Young pushes affordable housing bill

Affordable homes and expanded opportunities for homeownership in Columbus, Franklin, Seymour, North Vernon and other communities around the state and nation could get a boost from bipartisan legislation in Congress that aims to spur investment in a housing market desperate for starter homes.

A broad coalition of public and private sector groups and businesses from Habitat for Humanity and the Urban League to Rocket Mortgage and the National Association of Realtors have thrown their support behind the Neighborhood Homes Investment Act (NHIA), co-authored by Indiana Republican Sen. Todd Young and Sen. Ben Cardin, D-Maryland. The bill would target tax credits for investment in affordable single-family housing development, providing an incentive that advocates say the market needs to boost affordable housing.

A spokesman for Young said the senator is planning to visit with area Realtors in Columbus later this month to discuss housing issues, though details have not been finalized. If approved, the program would provide Indiana more than $42 million in available tax credits for development of affordable housing in qualified areas.

Young and Cardin have advocated jointly for the legislation, including earlier this year in an appearance on Fox News. A companion bipartisan bill also was scheduled to be introduced this week in the House, advocates said.

According to the National Homes Coalition, which supports the legislation, the plan would benefit communities that “struggle with stagnating or distressed neighborhoods and low homeownership rates.”

The goal of the program would be to increase homeownership. If approved, the program would provide investors with tax credits for refurbishing or building affordable housing, but the credits could only be claimed after units were build and occupied by homeowners.

“Whether you’re Republican or Democrat, liberal or conservative, you drive through areas, maybe you live in an area, where there is a whole lot of blight that tears down property values, it undermines morale in the community, and it leads to a lack of private sector investment in the local area,” Young said.

“We’ve come up with a way to unlock that private investment in local houses to help revitalize areas and make sure that we shift any risk from taxpayers to private investors so that (homes) are actually occupied by an owner before the taxpayers are on the hook at all,” he said.

The bill says it has the potential to generate 500,000 homes over 10 years, $125 billion of total development activity, more than 800,000 jobs in construction and construction-related industries, and more than $35 billion in federal, state, and local tax revenues.

Buzz Roberts, president and CEO of the national association of affordable housing lenders, said he believes politicians should be able to agree on a proposal that he said is “built on very broadly shared principles.” Whereas tax credits for affordable rental units have been offered to investors for almost 50 years, no such incentive exists for investment in affordable single-family housing.

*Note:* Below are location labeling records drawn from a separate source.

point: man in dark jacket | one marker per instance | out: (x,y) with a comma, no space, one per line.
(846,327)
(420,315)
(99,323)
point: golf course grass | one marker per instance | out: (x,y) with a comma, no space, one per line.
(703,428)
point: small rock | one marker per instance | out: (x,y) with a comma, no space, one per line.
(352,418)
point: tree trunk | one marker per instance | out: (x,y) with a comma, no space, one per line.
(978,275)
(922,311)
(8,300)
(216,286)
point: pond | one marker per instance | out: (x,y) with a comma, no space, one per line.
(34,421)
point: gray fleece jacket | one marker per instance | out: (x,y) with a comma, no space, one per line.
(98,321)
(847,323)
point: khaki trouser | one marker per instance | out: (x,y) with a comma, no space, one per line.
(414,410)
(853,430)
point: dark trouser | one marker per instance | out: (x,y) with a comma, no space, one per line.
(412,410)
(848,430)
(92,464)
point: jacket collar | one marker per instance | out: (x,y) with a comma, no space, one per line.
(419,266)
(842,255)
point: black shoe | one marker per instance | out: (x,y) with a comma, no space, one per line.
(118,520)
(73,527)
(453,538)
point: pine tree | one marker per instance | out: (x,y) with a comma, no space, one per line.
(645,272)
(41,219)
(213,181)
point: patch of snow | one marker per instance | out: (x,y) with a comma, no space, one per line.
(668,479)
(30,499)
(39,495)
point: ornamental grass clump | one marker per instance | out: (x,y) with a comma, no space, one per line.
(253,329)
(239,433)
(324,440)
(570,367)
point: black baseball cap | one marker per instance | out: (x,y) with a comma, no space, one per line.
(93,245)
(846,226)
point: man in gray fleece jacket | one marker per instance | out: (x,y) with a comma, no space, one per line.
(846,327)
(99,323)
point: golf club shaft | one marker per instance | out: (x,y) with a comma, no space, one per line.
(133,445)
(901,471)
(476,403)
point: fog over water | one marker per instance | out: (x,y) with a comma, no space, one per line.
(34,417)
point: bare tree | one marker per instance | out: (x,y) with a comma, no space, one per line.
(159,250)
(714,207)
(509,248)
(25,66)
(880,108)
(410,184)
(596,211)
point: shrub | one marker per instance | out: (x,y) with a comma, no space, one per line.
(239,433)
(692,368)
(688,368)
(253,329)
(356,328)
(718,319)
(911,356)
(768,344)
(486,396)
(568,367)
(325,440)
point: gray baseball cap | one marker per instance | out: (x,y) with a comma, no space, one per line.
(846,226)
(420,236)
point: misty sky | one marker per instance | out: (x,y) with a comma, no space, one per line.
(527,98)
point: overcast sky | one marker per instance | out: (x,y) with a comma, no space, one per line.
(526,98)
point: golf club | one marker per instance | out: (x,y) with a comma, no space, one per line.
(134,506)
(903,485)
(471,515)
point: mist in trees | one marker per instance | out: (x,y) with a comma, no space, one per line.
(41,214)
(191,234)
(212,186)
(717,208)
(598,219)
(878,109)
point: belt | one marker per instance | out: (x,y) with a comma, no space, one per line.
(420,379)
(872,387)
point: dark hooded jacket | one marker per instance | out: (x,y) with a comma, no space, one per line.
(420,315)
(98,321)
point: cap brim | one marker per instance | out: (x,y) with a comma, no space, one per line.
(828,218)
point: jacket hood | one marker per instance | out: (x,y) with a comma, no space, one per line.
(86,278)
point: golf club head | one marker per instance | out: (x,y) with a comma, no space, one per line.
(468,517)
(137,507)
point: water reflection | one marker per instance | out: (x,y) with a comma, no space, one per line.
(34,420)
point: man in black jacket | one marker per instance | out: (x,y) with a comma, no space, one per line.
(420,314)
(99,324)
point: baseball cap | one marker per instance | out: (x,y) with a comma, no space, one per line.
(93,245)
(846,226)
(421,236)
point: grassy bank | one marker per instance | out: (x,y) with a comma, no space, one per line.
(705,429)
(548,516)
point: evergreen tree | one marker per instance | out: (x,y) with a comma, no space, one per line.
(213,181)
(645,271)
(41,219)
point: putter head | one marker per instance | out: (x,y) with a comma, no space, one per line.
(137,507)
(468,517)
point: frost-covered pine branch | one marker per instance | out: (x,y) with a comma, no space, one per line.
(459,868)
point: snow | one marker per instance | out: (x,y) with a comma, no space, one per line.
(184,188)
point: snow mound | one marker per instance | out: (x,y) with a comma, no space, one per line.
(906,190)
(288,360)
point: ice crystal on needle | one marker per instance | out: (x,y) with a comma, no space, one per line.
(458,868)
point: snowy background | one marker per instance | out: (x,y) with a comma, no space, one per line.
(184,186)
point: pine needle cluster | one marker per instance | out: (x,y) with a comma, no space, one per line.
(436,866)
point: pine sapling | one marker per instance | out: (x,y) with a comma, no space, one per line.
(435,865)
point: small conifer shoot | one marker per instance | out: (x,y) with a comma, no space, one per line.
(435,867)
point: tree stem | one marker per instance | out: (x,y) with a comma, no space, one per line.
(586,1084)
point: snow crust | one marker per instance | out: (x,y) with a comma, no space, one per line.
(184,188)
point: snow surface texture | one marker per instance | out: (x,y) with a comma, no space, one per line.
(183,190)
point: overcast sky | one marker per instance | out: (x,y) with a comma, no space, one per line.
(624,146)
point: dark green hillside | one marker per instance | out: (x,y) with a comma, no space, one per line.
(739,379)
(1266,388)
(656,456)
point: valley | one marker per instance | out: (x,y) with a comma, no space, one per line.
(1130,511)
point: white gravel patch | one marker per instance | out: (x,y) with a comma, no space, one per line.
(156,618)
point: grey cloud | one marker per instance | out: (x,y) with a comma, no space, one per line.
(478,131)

Doing so could help reverse a chronic lack of affordable housing, he believes.

Roberts said that in many areas, the cost of renovating or building entry-level owner-occupied homes is greater than the local market can sustain. For that reason, construction of affordable single-family housing has stagnated. “This is trying to break that cycle,” he said.

“It’s more profitable to build a McMansion than a starter home, but how many McMansions can the market support, really?” he said.

“There’s always strong demand at a lower price point,” Roberts said, but that demand itself also drives up prices. “We’re chasing our tail on affordability. We have to expand the supply and preserve the supply that already exists.”

Roberts believes the NHIA can accomplish that. He noted that affordable rental properties, which receive generous tax credits, have been among the most profitable categories of real estate in recent years, and he believes the same would be true for affordable housing if the tax credit incentives were available to developers.

He said the bill also would delegate to states the oversight of programs and projects that would qualify for the tax credits.

The bills have yet to receive hearings, but backers believe they have momentum for legislation they also believe could play a key role in revitalizing communities that have struggled since the Great Recession of 2008. And Roberts hailed Young’s leadership, calling him “a practical visionary for affordable housing.”

“I think affordable housing has become more and more of a problem in more and more places,” Roberts said. “It used to be more of just a coastal problem with the big cities. That’s no longer the case.”